- Born: 1963 (age 62–63) Ojai, California
- Education: Princeton University (B.A., 1984); Bard College (M.F.A., 2006);
- Occupation: Visual artist
- Known for: Abstract paintings

= Mary Weatherford =

American painter

Mary Weatherford (born 1963) is a Los Angeles–based painter. She is known for her large abstract paintings incorporating neon lighting tubes. Her work is featured in museums and galleries including the Hirshhorn Museum and Sculpture Garden, Brooklyn Museum, Museum of Modern Art, and the High Museum of Art. Weatherford's solo exhibitions include Mary Weatherford: From the Mountain to the Sea at Claremont McKenna College, I've Seen Gray Whales Go By at Gagosian West, and Like The Land Loves the Sea at David Kordansky Gallery, Los Angeles. Her work has been part of group exhibitions at the Museum of Modern Art and the Rose Art Museum at Brandeis University.

==Early life==
Weatherford was born in Ojai, California, and raised in Los Angeles. She studied visual arts and art history at Princeton University, graduating in 1984. After graduation, she lived and worked in New York where in 1985 she was a Helena Rubinstein Fellow in the Independent Study Program of the Whitney Museum of American Art. She returned to Southern California in 1999 and later received an M.F.A. from the Milton Avery Graduate School of the Arts at Bard College.

== Career ==
Early in her career she also collaborated with her late sister, the writer Margaret Weatherford, on performance art and worked as a bookkeeper for the artist Mike Kelley.A career breakthrough came in 2012 with Weatherford's Bakersfield Project exhibition at the Todd Madigan Gallery at California State University at Bakersfield where she was an artist in residence. The Bakersfield paintings marked the first time she incorporated illuminated neon light tubes into her abstract paintings. The series was inspired by the colourful neon signs she saw on old restaurant and factory buildings while driving around Bakersfield.

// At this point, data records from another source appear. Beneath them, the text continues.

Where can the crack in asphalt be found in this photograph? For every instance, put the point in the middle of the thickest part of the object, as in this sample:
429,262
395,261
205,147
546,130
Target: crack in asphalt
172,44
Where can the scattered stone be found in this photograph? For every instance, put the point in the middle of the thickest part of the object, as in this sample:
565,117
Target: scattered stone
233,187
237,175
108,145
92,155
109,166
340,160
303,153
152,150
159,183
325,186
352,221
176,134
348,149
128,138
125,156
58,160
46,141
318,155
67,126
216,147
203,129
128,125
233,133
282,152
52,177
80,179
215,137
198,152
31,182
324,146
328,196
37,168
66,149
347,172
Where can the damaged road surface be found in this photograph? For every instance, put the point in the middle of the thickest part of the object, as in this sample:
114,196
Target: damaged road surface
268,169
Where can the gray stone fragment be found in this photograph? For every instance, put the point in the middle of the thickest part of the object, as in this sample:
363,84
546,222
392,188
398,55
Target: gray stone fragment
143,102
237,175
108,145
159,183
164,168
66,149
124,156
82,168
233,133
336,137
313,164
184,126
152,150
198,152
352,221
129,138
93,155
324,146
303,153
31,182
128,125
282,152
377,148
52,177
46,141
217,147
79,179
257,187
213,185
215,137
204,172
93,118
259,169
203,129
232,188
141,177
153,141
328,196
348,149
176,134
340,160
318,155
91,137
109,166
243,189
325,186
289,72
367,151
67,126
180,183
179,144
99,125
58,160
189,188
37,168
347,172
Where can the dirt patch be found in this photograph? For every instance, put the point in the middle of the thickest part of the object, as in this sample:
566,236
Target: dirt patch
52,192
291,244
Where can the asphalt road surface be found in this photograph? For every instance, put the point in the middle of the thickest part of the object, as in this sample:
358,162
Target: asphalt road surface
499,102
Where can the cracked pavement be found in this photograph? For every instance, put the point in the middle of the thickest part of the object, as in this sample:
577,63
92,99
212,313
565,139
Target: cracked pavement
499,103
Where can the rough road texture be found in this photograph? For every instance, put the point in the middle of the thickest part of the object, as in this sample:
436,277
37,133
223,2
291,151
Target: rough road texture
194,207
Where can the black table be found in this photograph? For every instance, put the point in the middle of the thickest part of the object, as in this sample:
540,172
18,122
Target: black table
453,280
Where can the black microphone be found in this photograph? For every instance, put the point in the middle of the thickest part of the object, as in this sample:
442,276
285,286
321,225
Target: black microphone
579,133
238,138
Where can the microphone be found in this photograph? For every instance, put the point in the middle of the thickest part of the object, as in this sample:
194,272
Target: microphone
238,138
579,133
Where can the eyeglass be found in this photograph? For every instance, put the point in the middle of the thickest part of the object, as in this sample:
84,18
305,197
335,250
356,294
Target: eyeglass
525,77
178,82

Weatherford used neon in the Bakersfield Project and later series of paintings, such as Manhattan (2013), Los Angeles (2014) and Train Yard (2016–2020) to recreate the sensations of specific places or moments. In an interview for Gagosian Quarterly she once said,  ‘I try to depict or deliver not only a visual translation of a place in time, but with that, the scent, the sound, and the feeling. Is it chilly? Is it hot? Is there a clanging sound?’

Her work was included in the exhibitions Variations: Conversations in and Around Abstract Painting at the Los Angeles County Museum of Art and The Forever Now: Contemporary Painting in an Atemporal World at the Museum of Modern Art in New York in 2014. That same year she received the $25,000 Artist Award from the Artists' Legacy Foundation founded by Viola Frey. Examples of Weatherford's abstract paintings incorporating neon lights are held by the Museum of Modern Art, the Hirshhorn Museum, and the Hammer Museum. Another of her neon paintings, Past Sunset (2015), was shown at the National Museum of Women in the Arts in the 2016 exhibition NO MAN'S LAND: Women Artists from the Rubell Family Collection. Three examples of her early work combining acrylic, ink and screen print are held by the Brooklyn Museum: Madame Butterfly (1989), Violetta (1991), and First Riddle (1991).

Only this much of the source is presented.